Creating the Trailer’s Choral Music

In the choral music, many voices speak the phrase “I Am,” or its equivalent in Biblical Hebrew, “Anokhi (אנוכי).”

My first thought was to ask many people to call my voicemail and to speak the phrases there. As I thought about it, though, more specific ideas came into focus. I wrote them up as the following score, and asked the Cornelius Cardew Choir in Berkeley, California, to record it.

Here’s the score:

Speak or sing
    the phrase "I am" or
    the word "anokhi"
        ("I am" in Hebrew, 
            with the vowels pronounced as in Japanese
            and the consonants as in... hmm... Klingon?)
    repeatedly.

You may
    extend any or all of the phonemes or
    repeat any contiguous set of phonemes
but must include the entire phrase or word
    within a single breath.

Keep the sounding relatively quiet and spare.
Several takes may be overdubbed
    for the final mix.

I added this instruction in an email before the session: “One tweak I’d like to make: since a conventionally-pitched melody will be playing against this, I’d like to stay away from sustained single pitches in the vocal performance. Sustained sounds should either be unpitched or glissandi.”

The Choir recorded the piece on 10 August, 2010. I attended via Skype and made suggestions as the session went on, I discovered that I preferred less sustained sounds, so we focused on those.
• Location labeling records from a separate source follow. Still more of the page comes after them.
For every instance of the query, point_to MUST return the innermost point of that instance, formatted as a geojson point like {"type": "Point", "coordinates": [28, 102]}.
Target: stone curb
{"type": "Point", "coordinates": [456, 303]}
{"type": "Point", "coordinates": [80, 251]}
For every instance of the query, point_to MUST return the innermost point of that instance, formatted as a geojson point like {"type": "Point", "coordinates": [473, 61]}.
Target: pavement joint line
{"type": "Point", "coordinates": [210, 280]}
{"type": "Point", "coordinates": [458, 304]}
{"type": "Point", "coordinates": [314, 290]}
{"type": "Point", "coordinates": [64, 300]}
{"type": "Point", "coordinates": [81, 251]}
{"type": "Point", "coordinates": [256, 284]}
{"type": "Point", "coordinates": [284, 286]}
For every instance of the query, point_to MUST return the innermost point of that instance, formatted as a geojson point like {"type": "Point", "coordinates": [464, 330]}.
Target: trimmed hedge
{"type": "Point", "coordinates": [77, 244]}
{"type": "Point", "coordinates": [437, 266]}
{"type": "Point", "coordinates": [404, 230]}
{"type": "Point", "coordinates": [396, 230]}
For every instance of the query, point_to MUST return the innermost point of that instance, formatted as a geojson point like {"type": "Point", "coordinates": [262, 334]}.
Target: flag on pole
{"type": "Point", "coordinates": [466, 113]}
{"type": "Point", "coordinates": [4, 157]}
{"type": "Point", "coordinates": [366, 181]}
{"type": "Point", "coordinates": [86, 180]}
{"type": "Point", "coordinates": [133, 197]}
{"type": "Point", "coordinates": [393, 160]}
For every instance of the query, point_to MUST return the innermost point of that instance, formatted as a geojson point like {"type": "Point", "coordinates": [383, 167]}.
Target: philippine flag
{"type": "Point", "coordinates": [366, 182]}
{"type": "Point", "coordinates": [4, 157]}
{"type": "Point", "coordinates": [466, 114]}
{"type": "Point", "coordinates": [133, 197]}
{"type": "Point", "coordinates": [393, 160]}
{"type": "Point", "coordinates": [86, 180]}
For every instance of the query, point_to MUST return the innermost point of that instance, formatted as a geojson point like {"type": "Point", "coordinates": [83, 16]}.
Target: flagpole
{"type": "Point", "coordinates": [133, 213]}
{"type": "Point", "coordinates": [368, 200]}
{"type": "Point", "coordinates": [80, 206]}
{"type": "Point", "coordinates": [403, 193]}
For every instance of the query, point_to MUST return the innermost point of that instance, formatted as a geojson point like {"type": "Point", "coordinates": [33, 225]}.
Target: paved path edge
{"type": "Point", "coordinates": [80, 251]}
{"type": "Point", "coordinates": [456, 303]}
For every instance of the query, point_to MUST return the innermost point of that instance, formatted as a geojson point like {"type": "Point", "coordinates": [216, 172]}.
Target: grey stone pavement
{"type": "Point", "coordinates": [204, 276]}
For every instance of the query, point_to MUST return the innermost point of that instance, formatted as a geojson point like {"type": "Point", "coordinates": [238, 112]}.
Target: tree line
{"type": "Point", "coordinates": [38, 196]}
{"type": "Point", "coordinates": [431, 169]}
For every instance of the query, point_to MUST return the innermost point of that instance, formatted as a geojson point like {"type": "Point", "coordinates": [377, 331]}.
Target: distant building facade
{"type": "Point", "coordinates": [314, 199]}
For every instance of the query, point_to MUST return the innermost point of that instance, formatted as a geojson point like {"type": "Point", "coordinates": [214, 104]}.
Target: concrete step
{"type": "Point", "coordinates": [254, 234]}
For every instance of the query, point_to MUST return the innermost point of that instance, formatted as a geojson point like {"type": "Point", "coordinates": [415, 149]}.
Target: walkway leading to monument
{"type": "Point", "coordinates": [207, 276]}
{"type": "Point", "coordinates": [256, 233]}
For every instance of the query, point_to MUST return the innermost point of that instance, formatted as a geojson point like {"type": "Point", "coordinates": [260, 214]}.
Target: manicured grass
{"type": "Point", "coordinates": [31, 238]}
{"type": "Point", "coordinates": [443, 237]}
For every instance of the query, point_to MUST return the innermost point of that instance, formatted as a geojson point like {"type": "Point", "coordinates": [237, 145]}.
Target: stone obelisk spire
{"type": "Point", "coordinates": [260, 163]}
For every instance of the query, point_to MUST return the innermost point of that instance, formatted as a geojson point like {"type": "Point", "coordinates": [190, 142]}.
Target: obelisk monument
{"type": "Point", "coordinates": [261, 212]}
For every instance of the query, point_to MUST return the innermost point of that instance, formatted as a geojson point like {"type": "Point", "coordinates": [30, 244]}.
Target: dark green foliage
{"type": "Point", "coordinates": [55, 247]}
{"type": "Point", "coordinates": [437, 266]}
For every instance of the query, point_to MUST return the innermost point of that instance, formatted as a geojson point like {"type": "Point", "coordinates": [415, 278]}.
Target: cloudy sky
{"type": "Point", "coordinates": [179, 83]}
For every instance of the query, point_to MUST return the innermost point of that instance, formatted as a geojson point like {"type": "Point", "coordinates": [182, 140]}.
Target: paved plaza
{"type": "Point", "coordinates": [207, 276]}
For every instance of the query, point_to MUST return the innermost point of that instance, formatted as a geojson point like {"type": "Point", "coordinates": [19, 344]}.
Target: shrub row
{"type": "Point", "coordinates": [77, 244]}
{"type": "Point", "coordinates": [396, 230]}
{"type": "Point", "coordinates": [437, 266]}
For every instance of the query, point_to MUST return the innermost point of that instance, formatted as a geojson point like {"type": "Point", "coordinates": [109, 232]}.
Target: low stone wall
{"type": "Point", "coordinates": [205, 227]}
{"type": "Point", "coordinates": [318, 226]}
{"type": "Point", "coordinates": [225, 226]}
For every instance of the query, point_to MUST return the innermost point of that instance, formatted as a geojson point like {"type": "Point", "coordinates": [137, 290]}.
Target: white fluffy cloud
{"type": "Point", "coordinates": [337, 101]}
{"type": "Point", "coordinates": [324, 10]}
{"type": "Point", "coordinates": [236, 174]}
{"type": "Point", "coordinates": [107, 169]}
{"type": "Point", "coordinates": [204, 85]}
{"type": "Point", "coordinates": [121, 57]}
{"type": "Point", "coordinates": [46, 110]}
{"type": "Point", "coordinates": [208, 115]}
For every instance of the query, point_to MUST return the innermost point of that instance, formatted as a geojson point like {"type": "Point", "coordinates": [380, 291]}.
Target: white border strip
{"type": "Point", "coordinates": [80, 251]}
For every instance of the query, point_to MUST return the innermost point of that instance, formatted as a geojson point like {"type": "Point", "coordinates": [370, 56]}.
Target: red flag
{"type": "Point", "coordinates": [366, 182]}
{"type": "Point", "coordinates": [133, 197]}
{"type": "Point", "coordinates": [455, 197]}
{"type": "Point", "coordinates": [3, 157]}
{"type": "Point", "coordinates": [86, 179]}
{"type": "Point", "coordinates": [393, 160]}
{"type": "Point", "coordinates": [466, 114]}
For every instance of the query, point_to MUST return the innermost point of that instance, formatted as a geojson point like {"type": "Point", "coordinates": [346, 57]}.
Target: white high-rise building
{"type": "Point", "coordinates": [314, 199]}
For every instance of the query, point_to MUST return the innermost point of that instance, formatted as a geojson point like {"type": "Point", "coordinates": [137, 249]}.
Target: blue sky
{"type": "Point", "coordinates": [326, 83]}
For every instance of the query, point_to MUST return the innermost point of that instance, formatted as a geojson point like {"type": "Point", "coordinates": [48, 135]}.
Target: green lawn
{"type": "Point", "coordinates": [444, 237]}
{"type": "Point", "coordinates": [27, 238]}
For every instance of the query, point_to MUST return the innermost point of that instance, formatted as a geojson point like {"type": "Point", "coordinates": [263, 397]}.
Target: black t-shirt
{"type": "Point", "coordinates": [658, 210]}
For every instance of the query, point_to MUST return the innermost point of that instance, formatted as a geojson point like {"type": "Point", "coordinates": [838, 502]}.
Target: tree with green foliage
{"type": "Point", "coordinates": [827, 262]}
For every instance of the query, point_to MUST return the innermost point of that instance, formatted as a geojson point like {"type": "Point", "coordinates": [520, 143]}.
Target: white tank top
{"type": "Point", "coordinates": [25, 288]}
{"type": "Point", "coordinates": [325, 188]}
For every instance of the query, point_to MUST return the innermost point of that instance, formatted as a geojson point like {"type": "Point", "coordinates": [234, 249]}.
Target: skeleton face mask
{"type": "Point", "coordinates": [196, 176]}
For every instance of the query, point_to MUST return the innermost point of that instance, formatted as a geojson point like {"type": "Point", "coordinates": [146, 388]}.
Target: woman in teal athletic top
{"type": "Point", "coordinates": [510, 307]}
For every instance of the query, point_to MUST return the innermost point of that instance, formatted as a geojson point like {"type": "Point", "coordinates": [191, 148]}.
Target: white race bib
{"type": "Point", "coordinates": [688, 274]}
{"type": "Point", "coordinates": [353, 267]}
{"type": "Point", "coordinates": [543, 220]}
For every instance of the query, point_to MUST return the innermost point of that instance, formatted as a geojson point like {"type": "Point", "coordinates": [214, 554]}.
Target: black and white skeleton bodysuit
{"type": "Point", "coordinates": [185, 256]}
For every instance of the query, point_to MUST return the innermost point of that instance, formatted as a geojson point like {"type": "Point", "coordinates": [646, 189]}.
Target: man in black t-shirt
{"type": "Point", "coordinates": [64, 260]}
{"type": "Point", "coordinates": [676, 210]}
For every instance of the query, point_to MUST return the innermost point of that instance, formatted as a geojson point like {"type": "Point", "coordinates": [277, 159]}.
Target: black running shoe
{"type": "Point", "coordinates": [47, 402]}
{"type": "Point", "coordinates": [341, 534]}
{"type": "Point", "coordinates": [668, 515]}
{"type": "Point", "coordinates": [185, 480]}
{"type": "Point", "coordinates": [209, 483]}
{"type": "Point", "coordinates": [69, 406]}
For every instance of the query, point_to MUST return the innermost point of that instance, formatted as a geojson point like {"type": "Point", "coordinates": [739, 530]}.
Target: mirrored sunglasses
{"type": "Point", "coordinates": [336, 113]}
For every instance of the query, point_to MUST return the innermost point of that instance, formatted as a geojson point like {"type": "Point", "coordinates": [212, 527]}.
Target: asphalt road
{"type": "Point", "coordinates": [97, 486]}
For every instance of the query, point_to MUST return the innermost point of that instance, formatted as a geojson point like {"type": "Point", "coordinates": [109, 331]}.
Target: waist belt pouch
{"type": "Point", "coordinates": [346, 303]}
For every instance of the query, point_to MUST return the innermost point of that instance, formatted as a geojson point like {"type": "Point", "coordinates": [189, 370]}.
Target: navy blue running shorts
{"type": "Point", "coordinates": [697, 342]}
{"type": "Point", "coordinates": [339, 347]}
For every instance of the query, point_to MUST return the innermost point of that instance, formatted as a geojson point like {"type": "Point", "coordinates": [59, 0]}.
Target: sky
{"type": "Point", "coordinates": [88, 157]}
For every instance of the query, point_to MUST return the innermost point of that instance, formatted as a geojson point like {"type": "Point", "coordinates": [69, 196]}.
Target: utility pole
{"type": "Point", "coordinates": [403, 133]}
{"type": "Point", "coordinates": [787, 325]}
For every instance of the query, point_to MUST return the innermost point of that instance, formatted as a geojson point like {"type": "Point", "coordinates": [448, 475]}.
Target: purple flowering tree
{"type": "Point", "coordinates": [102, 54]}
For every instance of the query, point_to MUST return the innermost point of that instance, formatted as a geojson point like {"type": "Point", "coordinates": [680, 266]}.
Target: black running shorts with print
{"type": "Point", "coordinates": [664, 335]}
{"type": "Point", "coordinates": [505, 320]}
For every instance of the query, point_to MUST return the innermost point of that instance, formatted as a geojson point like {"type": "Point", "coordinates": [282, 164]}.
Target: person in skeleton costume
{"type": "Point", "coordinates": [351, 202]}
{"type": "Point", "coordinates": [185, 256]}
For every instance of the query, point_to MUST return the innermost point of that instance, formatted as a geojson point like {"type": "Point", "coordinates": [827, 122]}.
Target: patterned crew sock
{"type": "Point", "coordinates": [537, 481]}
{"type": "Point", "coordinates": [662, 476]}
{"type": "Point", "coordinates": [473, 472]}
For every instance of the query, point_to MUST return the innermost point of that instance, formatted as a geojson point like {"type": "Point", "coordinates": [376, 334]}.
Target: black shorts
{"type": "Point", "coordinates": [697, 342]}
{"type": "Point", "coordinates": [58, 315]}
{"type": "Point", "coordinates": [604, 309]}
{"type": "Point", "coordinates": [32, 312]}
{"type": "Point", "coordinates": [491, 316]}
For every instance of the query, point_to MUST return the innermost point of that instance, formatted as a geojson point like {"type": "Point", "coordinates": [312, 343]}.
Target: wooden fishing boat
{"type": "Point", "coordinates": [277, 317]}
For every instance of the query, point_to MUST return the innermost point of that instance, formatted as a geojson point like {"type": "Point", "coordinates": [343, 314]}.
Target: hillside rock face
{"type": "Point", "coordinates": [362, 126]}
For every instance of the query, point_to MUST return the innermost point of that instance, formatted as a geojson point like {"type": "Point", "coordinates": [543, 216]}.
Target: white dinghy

We did one particularly eerie take by working out the phrases phonemically backward, recording the take that way, then reversing it so that backward voices said the phrases forward. (The actor who used the technique on Twin Peaks explains it in this video.)

We also did another take consisting only of the choir doing the fricative “kh.” (They were relieved to only have to record one minute of that.)

For this session, the choir consisted of Brad Fischer, Katherine Setar, Jaime Robles, Cathryn Hrudicka, Tom Duff, Sarah Stiles, Nancy Beckman, Viv Corringham, Ann O’Rourke, and the choir’s leader, Tom Bickley.